Travis Hoium: The question would be, are you going to download another app?
Rachel Warren: There's that too. I think there's still a lot of questions about what is the driver of adoption here. I think that's what these companies like Waymo are still trying to figure out. What's also interesting is they're specifically testing very different operational models in different markets. Waymo directly competes with Uber and Lyft in some cities where they're operating their own ride hailing service through the proprietary, Waymo One app. Now, we've seen in San Francisco, for example, they're rapidly gaining market share. They even surpass Lyft, and they're challenging Uber's dominance in their operating zone. Obviously, that's a small sample size. But then you go to cities like Austin and Atlanta. Waymo's robotaxis are actually just exclusively available for booking via the Uber app. That actually expands Uber's surface offerings. That's a tailwind for Uber. I don't think we're going to see a winner-takes-all situation. I don't think there's just one way for these businesses to play that. I think they're trying to see what business models stick. It's really early days still. I think that's one of the most exciting things about this space.

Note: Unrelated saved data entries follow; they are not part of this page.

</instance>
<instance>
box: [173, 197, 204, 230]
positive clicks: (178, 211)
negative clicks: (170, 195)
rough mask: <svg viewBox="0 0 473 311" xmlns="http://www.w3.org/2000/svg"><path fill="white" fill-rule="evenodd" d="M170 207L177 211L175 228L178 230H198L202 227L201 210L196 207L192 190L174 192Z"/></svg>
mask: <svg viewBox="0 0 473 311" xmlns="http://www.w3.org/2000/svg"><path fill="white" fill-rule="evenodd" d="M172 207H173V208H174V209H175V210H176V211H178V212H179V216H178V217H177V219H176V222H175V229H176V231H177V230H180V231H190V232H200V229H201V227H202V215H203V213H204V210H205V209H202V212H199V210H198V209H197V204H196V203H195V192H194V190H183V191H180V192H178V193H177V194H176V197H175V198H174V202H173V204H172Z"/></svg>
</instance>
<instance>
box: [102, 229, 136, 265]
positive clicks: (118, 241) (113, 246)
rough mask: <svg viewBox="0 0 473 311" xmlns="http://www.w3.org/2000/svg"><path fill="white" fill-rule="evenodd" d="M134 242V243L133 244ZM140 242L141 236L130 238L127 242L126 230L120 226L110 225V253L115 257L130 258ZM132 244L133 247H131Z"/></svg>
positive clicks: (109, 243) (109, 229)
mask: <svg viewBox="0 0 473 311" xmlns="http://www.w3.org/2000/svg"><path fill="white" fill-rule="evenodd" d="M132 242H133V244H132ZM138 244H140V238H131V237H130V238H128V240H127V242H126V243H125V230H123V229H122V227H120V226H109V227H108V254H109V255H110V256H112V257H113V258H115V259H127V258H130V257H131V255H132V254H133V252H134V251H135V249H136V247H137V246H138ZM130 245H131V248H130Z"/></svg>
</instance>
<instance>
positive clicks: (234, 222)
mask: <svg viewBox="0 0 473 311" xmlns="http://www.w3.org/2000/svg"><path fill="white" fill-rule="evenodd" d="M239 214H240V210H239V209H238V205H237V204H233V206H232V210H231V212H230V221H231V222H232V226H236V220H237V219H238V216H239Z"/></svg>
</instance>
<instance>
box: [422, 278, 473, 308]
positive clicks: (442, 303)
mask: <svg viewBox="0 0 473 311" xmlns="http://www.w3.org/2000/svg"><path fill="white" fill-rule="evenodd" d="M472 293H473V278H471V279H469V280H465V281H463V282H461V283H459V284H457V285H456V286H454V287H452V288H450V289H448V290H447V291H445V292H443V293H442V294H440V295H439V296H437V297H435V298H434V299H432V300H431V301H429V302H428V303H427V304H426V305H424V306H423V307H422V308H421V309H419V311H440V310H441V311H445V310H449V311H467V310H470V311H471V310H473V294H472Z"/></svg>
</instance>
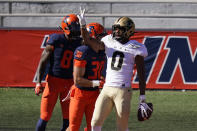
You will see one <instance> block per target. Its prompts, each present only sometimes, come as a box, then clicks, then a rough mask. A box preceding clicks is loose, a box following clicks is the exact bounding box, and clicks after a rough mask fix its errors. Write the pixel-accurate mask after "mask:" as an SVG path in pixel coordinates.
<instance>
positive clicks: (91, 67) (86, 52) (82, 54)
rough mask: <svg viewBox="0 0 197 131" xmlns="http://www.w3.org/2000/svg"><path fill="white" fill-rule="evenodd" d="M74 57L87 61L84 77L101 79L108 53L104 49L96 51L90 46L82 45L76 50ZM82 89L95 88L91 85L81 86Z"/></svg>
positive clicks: (89, 78) (80, 60)
mask: <svg viewBox="0 0 197 131" xmlns="http://www.w3.org/2000/svg"><path fill="white" fill-rule="evenodd" d="M74 59H75V60H79V61H83V62H85V65H84V66H85V74H84V76H83V77H84V78H86V79H89V80H99V79H100V77H101V73H102V70H103V67H104V63H105V60H106V55H105V53H104V51H99V52H98V53H96V52H95V51H93V50H92V49H91V48H90V47H89V46H85V45H83V46H80V47H78V48H77V49H76V50H75V53H74ZM76 86H77V87H78V88H80V89H84V90H92V89H94V88H92V87H90V88H87V87H80V86H78V85H76Z"/></svg>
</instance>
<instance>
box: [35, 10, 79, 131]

Travis Hoium: That's right. That's one of the reasons I think we should talk about Waymo more, is they are throwing things at the wall and seeing what sticks. Seems like they've figured out the safety thing. Now, can you scale the business? Can you move into more cities? Can you lower your costs? That's something they're going to have to answer. Other companies have different answers to that. Then you have the ride sharing piece. What are they going to do and what is everybody else going to do? Because they are using some of these demand aggregators to help scale their business, but not in every case. They could definitely go their own way if they build a big enough brand. A lot of opportunities, potential risks here for investors, but definitely something we should be keeping our eye on over the next 10 years.
As always, people on the program may have interest in the stocks they talk about. The Motley Fool may have formal recommendations for or against, so don't buy or sell stocks based solely on what you hear. All personal finance content follows the Motley Fool's editorial standards, and is not approved by advertisers. Advertisements are sponsored content and provided for informational purposes only. To see our full advertising disclosure, please check out our show notes. Rachel Warren, Jon Quast, Bart Shannon behind the glass and the entire Motley Fool team, I'm Travis Hoium. No show for us tomorrow as we do have the Thanksgiving Day holiday, but we'll be back on Friday. Thanks for listening to Motley Fool Money.
Jon Quast has positions in Lyft. Rachel Warren has positions in Alphabet and Amazon. Travis Hoium has positions in Alphabet, Lyft, Mobileye Global, and Uber Technologies. The Motley Fool has positions in and recommends Alphabet, Amazon, Baidu, DoorDash, Nvidia, Tesla, and Uber Technologies. The Motley Fool recommends Lyft and Mobileye Global. The Motley Fool has a disclosure policy.